La petite Toscane française m’attendait et Gh,  aussi. Le soir tard, accueillie par le concert presque habituel des grenouilles, je pensai tout à coup que la nuit rendrait ses contours aux choses,que le ciel au matin, perdrait peu à peu ses étoiles, je devinerais les arbres puis le jour ne tarderait pas à se lever.

Non, le lendemain a été plutôt maussade avec quelques éclairs de lumière sur le colza. Peu importe ; Nous avions des choses à nous raconter et à  reprendre le fil  où nous l’avions laissé  la dernière fois.

Fin de journée sous une pluie battante vers le petit village de Couffoulens où Le théâtre dans les vignes et sa troupe constituée d’amateurs des villages à l’entour, Juin 88,  jouait

Je t’écris de Carcassonne dans la bonne humeur et la fête ; un texte de Claude Marti, poète et ancien chanteur occitan.

C’était en français, mâtiné par endroits de quelques mots d’occitan et plus nombreux en Espagnol pour colorer l’histoire d’une période en partie heureuse au travers de celle d’une famille dans laquelle-comme chez tout un chacun-, l’on naît, grandit, meurt et affronte les vicissitudes de la vie et de l’histoire à naître ou en train de s’écrire, soit les années de l’entre- deux guerres 1919 -1936. Autant événements comme la montée du nazisme, le Front populaire la guerre civile en Espagne, tout aussi bien que l’arrivée du jazz que de la première machine à laver et du réfrigérateur ou encore du tandem pour les congés payés. La musique du petit orchestre accompagnait l’air du temps ou en  amplifiait le rythme. Ce théâtre dans les vignes  y attire aussi un public scolaire à tel point qu’il a fallu  élargir la petite route et refaire les parapets du pont afin que le car conduisant les élèves aux représentations puisse passer. La programmation est  ambitieuse et de qualité.
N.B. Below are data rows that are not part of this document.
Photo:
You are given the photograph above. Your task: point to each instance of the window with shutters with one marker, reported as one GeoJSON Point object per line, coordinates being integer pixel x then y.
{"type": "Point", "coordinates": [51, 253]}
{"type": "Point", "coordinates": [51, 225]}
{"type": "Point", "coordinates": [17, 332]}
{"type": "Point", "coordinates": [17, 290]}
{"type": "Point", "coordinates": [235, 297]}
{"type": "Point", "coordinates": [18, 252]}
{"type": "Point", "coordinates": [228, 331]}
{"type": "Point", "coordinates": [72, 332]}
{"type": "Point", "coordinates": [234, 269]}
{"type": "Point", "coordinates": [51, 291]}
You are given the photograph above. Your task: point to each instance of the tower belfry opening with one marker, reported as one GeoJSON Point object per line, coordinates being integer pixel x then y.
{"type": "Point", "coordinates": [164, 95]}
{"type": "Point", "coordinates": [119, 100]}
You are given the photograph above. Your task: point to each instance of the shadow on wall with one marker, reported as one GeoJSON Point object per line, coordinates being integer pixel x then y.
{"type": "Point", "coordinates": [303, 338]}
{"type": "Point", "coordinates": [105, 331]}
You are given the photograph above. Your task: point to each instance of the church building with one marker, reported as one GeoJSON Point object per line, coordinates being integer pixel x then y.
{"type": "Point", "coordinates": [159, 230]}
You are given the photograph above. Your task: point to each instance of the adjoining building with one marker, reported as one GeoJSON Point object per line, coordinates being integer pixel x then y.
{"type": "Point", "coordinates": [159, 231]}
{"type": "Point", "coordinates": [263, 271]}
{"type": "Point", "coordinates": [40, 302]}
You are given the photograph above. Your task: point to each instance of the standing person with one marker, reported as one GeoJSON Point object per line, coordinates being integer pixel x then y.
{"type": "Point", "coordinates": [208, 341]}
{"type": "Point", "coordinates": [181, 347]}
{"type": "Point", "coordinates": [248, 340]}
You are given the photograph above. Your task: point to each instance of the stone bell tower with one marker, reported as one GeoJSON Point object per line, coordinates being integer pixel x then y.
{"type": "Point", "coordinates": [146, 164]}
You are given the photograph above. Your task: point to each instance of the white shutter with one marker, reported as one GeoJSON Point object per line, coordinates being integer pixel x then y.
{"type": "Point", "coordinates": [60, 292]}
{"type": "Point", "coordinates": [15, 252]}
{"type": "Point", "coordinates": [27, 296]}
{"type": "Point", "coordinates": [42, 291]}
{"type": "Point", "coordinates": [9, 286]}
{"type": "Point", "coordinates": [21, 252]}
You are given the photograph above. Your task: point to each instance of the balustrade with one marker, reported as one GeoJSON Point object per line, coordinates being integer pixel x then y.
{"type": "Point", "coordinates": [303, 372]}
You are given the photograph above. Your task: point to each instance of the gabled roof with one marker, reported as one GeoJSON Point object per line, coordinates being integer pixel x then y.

Prochaine pièce : Macbeth (The notes) d’après Macbeth de Shakespeare par la Cie des Petites Heures.Voilà comment le petit pays revit et se retrouve à la cantine pour boire  un ballon de rouge, un café ou un jus de pomme aini que des crêpes ; le tout servi bien évidemment par  ceux qui encadrent cette initiative. Mais l’expérience qui dure depuis deux ans serait menacée par l’arrêt de subvention, à la saison prochaine.

Aucun élu n’était dans l’ancien chai servant de théâtre. Serions-nous en campagne ? Ce jour-là, elle ne se faisait pas au théâtre. La culture serait-elle l’absente du débat.

J’y ai,  avec bonheur,  retrouvé plusieurs habitués de la librairie d’autrefois.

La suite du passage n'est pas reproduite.